Under CTO Danielle Chircop’s direction, the company reports about a 90% reduction in first-draft development time, greater capacity to run multiple programmes in parallel, and preservation of a human-in-the-loop review process. They chose a proprietary approach for enterprise-grade security, white-glove service and to handle structured, practical learning assets like labs and walkthroughs. Implementation required more engineering effort, tighter evaluation criteria and change management than initially expected.
Key Points
- GAIA is a multi-agent system (built on CrewAI) that mirrors four real curriculum roles to generate review-ready first drafts.
- The tool reduced first-draft development time by roughly 90% versus previous estimates of ~33%.

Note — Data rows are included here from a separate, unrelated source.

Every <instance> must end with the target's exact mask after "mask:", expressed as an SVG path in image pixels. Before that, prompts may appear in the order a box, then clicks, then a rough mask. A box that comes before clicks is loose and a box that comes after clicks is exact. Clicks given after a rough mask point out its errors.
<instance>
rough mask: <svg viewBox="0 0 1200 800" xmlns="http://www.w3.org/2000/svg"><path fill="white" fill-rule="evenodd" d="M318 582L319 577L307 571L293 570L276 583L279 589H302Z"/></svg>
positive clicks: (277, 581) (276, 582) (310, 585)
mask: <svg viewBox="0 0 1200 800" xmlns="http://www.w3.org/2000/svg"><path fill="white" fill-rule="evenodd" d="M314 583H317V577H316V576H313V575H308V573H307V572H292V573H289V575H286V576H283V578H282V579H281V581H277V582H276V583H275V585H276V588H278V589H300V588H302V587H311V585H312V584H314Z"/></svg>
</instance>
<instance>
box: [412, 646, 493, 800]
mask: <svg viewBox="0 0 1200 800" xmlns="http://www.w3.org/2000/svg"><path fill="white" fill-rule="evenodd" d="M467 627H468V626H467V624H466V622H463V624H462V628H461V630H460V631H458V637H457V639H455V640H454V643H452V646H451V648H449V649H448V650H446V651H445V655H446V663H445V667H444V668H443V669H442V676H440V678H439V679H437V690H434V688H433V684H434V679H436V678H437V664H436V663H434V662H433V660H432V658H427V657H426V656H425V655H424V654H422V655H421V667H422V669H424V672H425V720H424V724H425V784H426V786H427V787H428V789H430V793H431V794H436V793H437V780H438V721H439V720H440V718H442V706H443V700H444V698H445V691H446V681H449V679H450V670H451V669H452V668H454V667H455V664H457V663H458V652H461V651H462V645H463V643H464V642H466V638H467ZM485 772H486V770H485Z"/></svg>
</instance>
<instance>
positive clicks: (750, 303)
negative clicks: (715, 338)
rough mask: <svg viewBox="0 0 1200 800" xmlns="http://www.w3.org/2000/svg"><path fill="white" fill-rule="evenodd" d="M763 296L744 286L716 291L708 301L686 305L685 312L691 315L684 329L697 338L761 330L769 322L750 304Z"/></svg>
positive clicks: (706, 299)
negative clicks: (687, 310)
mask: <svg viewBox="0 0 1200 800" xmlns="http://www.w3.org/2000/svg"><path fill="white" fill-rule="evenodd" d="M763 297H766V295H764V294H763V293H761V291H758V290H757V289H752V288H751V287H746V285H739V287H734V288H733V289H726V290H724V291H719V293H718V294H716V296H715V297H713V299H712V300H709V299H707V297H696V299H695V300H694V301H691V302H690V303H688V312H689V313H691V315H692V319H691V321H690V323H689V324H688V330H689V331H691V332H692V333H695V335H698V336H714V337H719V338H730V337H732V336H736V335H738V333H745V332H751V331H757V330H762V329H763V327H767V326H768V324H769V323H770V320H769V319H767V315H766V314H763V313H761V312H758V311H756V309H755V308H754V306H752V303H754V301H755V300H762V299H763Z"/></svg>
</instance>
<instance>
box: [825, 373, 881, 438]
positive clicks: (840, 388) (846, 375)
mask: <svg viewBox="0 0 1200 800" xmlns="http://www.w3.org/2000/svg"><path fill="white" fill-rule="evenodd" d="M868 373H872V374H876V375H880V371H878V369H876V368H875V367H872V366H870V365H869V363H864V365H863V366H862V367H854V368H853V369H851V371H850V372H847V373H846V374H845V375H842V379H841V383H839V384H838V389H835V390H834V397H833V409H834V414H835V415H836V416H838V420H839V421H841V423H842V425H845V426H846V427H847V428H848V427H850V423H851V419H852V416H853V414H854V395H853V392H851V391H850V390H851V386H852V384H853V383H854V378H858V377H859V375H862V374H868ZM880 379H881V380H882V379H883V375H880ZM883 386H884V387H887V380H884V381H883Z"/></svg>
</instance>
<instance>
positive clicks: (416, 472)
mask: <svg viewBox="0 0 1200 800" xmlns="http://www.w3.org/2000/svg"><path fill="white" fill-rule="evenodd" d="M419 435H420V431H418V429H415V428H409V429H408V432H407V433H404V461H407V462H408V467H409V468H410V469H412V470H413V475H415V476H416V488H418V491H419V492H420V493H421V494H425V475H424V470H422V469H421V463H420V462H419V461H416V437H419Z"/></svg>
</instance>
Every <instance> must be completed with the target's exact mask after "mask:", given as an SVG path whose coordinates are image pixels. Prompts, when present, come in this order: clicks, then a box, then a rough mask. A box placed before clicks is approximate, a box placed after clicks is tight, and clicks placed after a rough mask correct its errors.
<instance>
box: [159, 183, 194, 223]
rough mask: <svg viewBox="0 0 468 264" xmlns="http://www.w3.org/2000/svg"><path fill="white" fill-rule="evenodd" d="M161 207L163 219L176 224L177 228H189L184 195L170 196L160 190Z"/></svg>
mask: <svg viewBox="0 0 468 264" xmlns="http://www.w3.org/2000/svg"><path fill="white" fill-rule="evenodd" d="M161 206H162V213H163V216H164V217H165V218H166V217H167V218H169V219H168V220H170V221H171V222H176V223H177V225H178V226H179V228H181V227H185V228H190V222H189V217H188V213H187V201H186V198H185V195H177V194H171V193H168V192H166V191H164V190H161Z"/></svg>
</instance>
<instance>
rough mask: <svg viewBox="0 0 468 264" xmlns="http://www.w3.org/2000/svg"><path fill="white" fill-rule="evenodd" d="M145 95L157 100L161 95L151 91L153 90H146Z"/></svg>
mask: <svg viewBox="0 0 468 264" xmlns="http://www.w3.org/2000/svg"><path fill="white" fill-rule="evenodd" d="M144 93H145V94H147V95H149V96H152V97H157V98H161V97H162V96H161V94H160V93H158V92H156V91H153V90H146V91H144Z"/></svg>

- Humans remain central: learning experience designers and SMEs perform final judgement, refinements and client-specific tailoring.
- General Assembly opted for a proprietary system to meet enterprise security and quality standards rather than using generic tools like ChatGPT.
- Implementation required unexpected investments: developer/engineering support, rigorous evaluation standards and a focused ‘tiger team’.
- Organisational benefits included higher throughput, consistency across programme portfolios and internal promotions as staff handled larger workloads.
Why should I read this?
Fancy slashing your curriculum drafting time and still keeping humans firmly in charge? This piece shows a real-world playbook: agentic AIs that spit out quality first drafts, humans who add the nuance, and the org-level fixes you actually need (training, a tiger team, and more engineering than you think). If you work in L&D, training ops or enterprise learning, this is a neat shortcut to see what’s possible—and what to watch out for.
Context and relevance
This story matters because it illustrates a maturing use of agentic AI in enterprise content production: orchestration of specialist agents, preservation of human oversight, and a focus on security and bespoke output for premium clients. It aligns with broader trends—human-in-the-loop deployments, bespoke enterprise AI stacks, and the rise of agent frameworks for complex workflows—making it highly relevant for organisations scaling learning, knowledge work and productised services.
Author style
Punchy: the article is direct about benefits and trade-offs. If you’re evaluating agentic AI for scaling knowledge work, the interview with GA’s CTO gives sharp, practical guidance rather than hype—worth reading in full if you’re planning a pilot.